Good afternoon everybody...
Despite the title, I'm not trying to start a flame war here. I'm interested in people's opinions on the worth of Microsoft's technological innovation (a tricky word to use these days, I know).
More specifically... What exactly is Microsoft doing wrong, in a technical sense, by tying their products together? Coming from an object-oriented point of view, I can see a lot of worth in doing this.
Let's say you're a Microsoft engineer. Your buddy is working on IE, and he's just put something in for browsing remote directories as if they were local. You think, hey, that would be really useful for your module of code. So you write code that uses his IE code. This is tying products and makes it difficult to remove IE from windows. But from a technical standpoint, you're getting reuse of code. Isn't that worth something?
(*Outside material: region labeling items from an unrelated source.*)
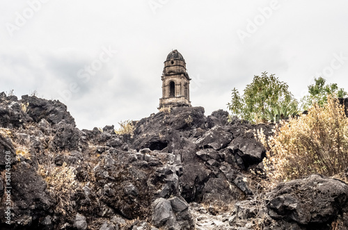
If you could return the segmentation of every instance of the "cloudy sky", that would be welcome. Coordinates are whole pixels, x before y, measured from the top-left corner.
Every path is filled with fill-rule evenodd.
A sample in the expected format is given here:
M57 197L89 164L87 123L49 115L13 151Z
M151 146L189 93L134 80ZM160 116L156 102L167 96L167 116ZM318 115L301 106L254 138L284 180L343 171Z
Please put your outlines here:
M164 61L184 56L193 106L226 109L267 71L298 99L348 90L347 0L1 0L0 91L59 99L79 128L157 113Z

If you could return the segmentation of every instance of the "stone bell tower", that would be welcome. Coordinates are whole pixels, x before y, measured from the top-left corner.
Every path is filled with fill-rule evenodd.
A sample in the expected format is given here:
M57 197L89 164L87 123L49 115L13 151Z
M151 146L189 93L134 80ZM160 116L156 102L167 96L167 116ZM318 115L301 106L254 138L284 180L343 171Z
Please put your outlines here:
M189 106L190 80L186 63L177 50L173 50L164 62L162 79L162 98L159 109L163 107Z

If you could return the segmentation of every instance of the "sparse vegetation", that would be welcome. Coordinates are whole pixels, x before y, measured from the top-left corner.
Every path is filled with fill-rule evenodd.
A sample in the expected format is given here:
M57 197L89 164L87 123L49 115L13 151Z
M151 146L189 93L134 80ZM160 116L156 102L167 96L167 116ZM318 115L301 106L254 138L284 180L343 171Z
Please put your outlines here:
M332 96L324 106L314 104L308 115L282 122L268 140L262 130L258 133L268 150L267 174L274 182L315 173L333 176L348 167L348 119Z
M297 101L288 90L288 85L274 74L267 74L264 72L261 76L254 76L242 97L236 88L232 90L232 99L227 106L232 115L258 123L267 121L267 111L272 111L274 108L288 106L297 110Z
M314 84L308 86L309 95L301 99L303 110L308 110L314 103L323 106L327 101L328 95L334 94L338 97L347 96L347 92L343 88L338 88L336 83L325 85L326 80L321 76L317 79L315 79L315 81Z
M124 122L118 122L120 129L115 130L115 133L118 135L129 134L133 135L134 131L134 124L132 120L127 120Z
M74 168L64 162L62 166L39 165L38 174L48 185L51 197L56 202L55 211L63 215L72 211L72 195L81 187L76 179Z

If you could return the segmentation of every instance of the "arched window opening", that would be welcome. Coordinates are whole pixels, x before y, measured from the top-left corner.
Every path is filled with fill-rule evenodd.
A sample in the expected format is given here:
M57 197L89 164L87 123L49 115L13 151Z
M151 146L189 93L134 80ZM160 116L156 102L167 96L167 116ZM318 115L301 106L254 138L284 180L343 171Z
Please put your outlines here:
M185 97L187 98L189 95L189 89L187 88L187 83L185 83L184 90L185 90Z
M169 97L175 97L175 83L174 83L174 81L171 81L169 83L169 88L170 88Z

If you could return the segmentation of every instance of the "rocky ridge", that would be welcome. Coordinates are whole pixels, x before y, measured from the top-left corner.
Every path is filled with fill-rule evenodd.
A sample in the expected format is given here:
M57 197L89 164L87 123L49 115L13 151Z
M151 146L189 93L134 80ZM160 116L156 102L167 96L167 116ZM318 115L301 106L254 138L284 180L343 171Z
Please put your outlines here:
M348 229L348 186L320 175L262 190L256 129L222 110L175 108L79 130L58 101L0 94L1 229ZM251 173L253 172L253 173ZM10 224L6 224L10 221Z

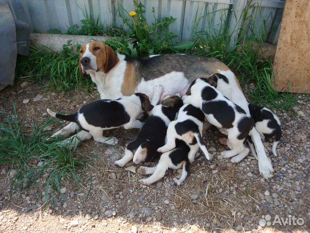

I certainly think Microsoft has done a lot of nasty things and deserves very strong punishment for making technological innovations and not exposing them, instead only using them to give their applications (IE, Office, etc.) a leg up on the competition. That's despicable. But actually making the innovations... I don't see anything wrong with typing products in.
Opinions? Comments? Please don't just reply saying "Microsoft is evil! Tying products is evil! You're a big smelly monkey!". At least give your reasoning on why tying products is a bad thing in a technical sense, not a commercial sense. I know it's bad for the free market and all that, but I'm trying for a technical standpoint here.